[MLton-devel] A CM replacement for MLton

Wed, 9 Jul 2003 18:24:55 -0700

I've done some research and some thinking about a system for MLton to
do programming in the large and to replace CM, and think I have a
simple, yet powerful, approach.  The timetable I have in mind is to
implement this (or whatever we come up with after discussion) after
the release this week but before the next release, hopefully in
conjunction with the new front end.  Then, we'll leave CM support in
for a while, but eventually drop it in six months to a year.

Comments appreciated.

--------------------------------------------------------------------------------
Introduction
--------------------------------------------------------------------------------

Here are the systems I looked at:

	SML/NJ's CM [7,8,9]
	ML Kit's Projects [1]
	Moscow ML's mosmake [2] and mosmldep [3]
	OCaml's ocamldep [4]
	Poly/ML's Make System [5]
	Portable library descriptions [6]

There is one system that I wanted to study but didn't -- I recall an
email sent to sml-implementers some time back from some people at CMU
describing some attempt to specify dependencies and handle separate
compilation.  I couldn't find it, but would be interested to look at
it again if someone digs it up.

Now for a brief overview of each system.

A CM group file specifies an unordered list of other group files and
SML files, and an export filter.  CM infers an order on the SML files
in a program.  An export filter describes the modules exported from a
group file and hides all other modules.

An ML Kit Project (.pm) file specifies a list of imports, which are
other .pm files, and a body, which is a sequence of SML files.  The
meaning is pretty clear: a .pm file denotes the basis computed by
first making available everything defined in the imports and then
elaborating the SML files in sequence starting in that basis.  The
body can also include "local" declarations for name hiding.

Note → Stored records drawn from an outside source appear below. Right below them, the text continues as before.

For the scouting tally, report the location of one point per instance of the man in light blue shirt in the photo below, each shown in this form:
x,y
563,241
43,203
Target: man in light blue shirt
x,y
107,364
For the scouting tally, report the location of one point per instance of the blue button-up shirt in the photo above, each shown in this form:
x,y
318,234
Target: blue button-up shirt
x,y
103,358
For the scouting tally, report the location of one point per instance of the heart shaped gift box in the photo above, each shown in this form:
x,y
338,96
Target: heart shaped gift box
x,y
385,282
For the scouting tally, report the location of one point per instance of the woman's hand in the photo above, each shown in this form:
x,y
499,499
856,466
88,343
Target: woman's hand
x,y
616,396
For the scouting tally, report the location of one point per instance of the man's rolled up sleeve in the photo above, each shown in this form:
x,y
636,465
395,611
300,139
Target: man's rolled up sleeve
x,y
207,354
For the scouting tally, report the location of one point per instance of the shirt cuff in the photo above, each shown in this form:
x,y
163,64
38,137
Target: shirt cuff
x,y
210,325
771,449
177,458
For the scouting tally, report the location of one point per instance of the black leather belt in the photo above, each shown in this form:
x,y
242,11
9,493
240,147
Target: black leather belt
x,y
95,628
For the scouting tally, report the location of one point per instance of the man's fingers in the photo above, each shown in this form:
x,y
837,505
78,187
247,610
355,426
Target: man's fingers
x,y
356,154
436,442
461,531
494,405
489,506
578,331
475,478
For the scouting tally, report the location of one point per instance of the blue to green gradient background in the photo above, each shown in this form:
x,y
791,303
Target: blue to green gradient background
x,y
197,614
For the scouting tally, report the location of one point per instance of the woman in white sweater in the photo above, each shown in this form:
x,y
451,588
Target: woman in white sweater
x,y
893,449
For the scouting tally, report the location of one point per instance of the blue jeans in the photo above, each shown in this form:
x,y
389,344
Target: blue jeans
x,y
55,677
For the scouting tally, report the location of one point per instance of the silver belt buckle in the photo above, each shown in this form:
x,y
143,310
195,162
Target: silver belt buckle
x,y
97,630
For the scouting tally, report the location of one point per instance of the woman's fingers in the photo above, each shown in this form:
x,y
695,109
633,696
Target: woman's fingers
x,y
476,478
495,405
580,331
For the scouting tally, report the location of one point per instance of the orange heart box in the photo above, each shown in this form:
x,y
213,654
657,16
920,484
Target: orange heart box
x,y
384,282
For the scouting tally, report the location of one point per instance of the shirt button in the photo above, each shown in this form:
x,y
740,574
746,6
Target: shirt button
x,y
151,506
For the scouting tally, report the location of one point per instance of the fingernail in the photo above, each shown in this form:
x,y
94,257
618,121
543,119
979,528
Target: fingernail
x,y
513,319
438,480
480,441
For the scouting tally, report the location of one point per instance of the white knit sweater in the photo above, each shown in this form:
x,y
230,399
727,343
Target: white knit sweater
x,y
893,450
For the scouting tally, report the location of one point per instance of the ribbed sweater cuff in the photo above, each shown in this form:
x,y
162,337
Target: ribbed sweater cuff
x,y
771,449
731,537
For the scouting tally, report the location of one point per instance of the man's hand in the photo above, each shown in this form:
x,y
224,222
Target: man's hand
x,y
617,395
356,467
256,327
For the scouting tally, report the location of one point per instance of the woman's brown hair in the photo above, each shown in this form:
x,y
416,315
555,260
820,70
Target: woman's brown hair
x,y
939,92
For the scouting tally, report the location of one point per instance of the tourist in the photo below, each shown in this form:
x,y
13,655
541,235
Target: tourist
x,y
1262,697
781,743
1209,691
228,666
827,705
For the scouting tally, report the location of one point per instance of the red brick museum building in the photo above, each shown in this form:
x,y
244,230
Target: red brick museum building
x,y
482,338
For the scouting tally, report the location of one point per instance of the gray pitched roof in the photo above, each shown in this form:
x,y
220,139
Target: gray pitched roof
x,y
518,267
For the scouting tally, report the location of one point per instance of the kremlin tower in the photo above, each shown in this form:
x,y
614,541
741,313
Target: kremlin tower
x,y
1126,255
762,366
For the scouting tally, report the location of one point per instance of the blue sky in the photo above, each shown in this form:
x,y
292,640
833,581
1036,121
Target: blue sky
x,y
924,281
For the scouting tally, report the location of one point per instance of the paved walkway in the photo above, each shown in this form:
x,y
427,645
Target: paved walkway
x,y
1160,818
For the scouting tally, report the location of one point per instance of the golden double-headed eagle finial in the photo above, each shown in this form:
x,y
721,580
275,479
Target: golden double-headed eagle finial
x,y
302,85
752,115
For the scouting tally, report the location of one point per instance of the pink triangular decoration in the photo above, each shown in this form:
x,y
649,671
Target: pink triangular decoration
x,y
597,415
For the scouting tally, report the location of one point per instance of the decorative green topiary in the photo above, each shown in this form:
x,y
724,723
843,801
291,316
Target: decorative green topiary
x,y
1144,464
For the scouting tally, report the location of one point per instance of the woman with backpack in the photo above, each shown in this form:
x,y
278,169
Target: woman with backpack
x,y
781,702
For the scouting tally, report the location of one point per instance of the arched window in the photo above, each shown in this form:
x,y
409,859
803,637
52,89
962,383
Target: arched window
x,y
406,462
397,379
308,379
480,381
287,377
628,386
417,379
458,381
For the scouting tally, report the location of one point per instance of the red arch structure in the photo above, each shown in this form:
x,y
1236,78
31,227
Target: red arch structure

mosmldep is a very simple tool that produces makefile dependencies.
It has two modes of operation.  In the first mode, it takes a an
ordered list of Moscow ML files and produces a simple makefile in
which each file depends on all the previous ones in the list.  In the
second mode, it processes all the Moscow ML files in the directory and
infers accurate dependencies.  However, it only works for a very
restricted subset of SML.

mosmake was built by a dissatisfied user of mosmldep.  With it, the
user explicitly writes down the dependencies between SML files in a
terse format.  mosmake then creates the makefile that will make the
appropriate calls to mosmlc to rebuild the project and do cutoff
recompilation.

ocamldep is like mosmldep in that it takes a list of source files and
produces makefile dependencies.  It works on the full OCaml language,
and presumably produces accurate results.  It also assumes a
connection between structure names and the files that define them.

Poly/ML's make system is very simple.  You can call PolyML.make with a
structure name and PolyML will recompile the files needed to rebuild
that structure.  PolyML will compute the dependencies based on free
references and assumes a convention for naming files that define the
free references.

Portable library descriptions are an attempt at a common interchange
format between SML implementations to describe collections of modules.
They provide a simple language for describing def-use graphs for
modules imported and exported by files.  There are is also mechanism
for hiding modules.

In summary, here are the various design choices.

  file order: is the order of files in the program implicit or explicit
  dependencies: are they explicitly listed or implicitly inferred
  scoping: is there a way to hide names
  cutoff recompilation: does the system avoid recompiling a module
    when its dependencies haven't changed in an essential way
  file name convention: does the system assume some convention for finding
    the file that defines a module

Here is where the various systems fit in the design space.

						file
		file			cutoff	name
	 	order	depends scoping	recomp	conv
		-------	-------	-------	-------	-------
CM		imp	imp	yes	yes	no
ML Kit .pm	exp	imp	yes	yes	no
mosmake		imp	exp	no	yes	no
mosmldep	exp	imp	no	no	yes
ocamldep	exp	imp	no	yes	yes
PLDs		imp	exp	yes	N/A	no
Poly/ML		imp	imp	no	yes	yes

--------------------------------------------------------------------------------
My Proposal
--------------------------------------------------------------------------------

The system I propose is closest to ML Kit .pm files, and answers the
five design questions in the same way (except of course cutoff
recompilation, which we don't have but the design allows).  It is a
generalization and simplification of .pm files that allows more mixing
of imports and exports and allows renaming of modules without dropping
down into SML files.

The idea is to have a new kind of file, an .mlb (ML Basis) file, that
describes a library or program.  An .mlb file contains a "basis
declaration", defined by the following grammar.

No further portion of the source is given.